Sekarang saatnya swatch & uji staying power!

di tangan, 1 layer saja sudah stand out warnanya

di bibir saya, hanya 1 layer
kelihatan kering, tapi tidak terasa kering kok..

warnanya vibrant meskipun hanya 1 layer

Lalu saya cek dengan minum teh hangat
Lihatlah apa yang terjadi..

Ada stain di gelas, nggak sesuai janji di kemasannya dong..

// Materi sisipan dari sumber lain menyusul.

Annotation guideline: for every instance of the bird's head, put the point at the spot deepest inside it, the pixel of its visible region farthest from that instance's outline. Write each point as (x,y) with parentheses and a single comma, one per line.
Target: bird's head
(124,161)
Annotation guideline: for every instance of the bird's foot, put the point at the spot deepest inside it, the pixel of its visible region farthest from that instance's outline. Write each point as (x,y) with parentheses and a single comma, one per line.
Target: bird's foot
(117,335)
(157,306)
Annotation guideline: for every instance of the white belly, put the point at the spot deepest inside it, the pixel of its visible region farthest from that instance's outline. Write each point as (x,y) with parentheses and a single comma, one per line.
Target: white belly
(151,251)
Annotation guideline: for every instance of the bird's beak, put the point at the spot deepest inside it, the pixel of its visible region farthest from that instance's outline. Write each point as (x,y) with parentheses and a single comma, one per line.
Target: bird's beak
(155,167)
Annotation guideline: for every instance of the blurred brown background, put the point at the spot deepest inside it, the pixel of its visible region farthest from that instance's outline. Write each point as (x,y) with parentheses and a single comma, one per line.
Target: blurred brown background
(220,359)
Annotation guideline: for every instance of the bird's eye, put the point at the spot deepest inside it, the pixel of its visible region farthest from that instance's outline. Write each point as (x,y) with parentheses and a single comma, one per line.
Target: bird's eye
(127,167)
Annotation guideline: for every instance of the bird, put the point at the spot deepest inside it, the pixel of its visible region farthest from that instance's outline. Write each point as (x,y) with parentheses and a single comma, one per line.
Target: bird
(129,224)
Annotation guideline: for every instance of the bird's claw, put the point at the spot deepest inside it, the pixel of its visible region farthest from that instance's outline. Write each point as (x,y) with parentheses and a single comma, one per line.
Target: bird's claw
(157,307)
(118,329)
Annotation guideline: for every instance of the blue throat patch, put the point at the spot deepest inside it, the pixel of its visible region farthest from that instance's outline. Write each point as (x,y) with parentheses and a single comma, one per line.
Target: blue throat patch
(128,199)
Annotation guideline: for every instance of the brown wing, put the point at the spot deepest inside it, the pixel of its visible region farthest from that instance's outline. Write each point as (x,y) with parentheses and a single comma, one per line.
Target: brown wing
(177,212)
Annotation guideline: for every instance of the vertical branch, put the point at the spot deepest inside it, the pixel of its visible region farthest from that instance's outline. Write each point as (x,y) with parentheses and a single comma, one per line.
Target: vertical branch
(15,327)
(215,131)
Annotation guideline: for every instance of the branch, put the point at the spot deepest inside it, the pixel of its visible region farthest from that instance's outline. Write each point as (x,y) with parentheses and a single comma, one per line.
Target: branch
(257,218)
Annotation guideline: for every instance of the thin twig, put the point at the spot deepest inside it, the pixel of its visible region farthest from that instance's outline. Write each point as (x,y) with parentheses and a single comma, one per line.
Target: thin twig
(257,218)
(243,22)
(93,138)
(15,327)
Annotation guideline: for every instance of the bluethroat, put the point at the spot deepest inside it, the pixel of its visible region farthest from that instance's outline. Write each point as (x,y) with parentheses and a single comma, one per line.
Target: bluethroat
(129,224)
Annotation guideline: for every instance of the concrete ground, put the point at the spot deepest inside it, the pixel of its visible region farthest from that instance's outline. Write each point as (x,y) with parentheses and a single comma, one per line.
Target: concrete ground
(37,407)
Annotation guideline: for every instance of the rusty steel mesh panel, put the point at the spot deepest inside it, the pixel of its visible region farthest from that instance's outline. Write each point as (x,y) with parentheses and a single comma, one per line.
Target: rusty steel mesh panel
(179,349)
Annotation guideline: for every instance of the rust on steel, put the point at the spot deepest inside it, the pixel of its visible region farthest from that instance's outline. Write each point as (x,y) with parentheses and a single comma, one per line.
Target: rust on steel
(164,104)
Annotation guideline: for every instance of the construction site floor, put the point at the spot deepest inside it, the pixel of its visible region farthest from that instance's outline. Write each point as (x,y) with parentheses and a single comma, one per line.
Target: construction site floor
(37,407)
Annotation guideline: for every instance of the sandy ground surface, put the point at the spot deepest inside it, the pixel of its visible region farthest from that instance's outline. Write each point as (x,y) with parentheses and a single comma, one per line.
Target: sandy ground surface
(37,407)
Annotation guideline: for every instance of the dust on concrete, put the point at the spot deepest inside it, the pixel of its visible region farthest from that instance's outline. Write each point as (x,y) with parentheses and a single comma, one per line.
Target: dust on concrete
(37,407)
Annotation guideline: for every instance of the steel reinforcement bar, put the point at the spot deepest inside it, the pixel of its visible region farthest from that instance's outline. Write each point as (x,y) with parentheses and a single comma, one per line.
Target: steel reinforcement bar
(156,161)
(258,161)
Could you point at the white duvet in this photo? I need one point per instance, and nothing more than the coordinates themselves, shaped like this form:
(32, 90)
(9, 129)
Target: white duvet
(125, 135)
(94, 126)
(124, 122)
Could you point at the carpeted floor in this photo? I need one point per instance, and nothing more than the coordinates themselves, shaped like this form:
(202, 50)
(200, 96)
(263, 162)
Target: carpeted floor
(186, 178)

Lalu saya lanjutkan dengan makan 2 potong pisang goreng
Inilah jadinya..

Tekstur lipstiknya hilang, tapi warnanya masih ada di bibir & terlihat natural
Saya suka banget!

(+) warnanya awet
(+) tidak menyebabkan bibir saya kering
(+) tekstur buildable & mudah diaplikasikan, tidak menggumpal
(+) kemasan kokoh meskipun bungkusnya nggak cantik

(-) isinya sedikit
(-) masih meninggalkan jejak, hehe..
(-) tidak mengandung sunscreen sehingga harus pake lipbalm yang ada sunscreen nya. Sayangnya warnanya jadi nggak awet jika dikasih lipbalm

Rate : 8/10
Repurchase? yes

Sampai jumpa lagi di post selanjutnya!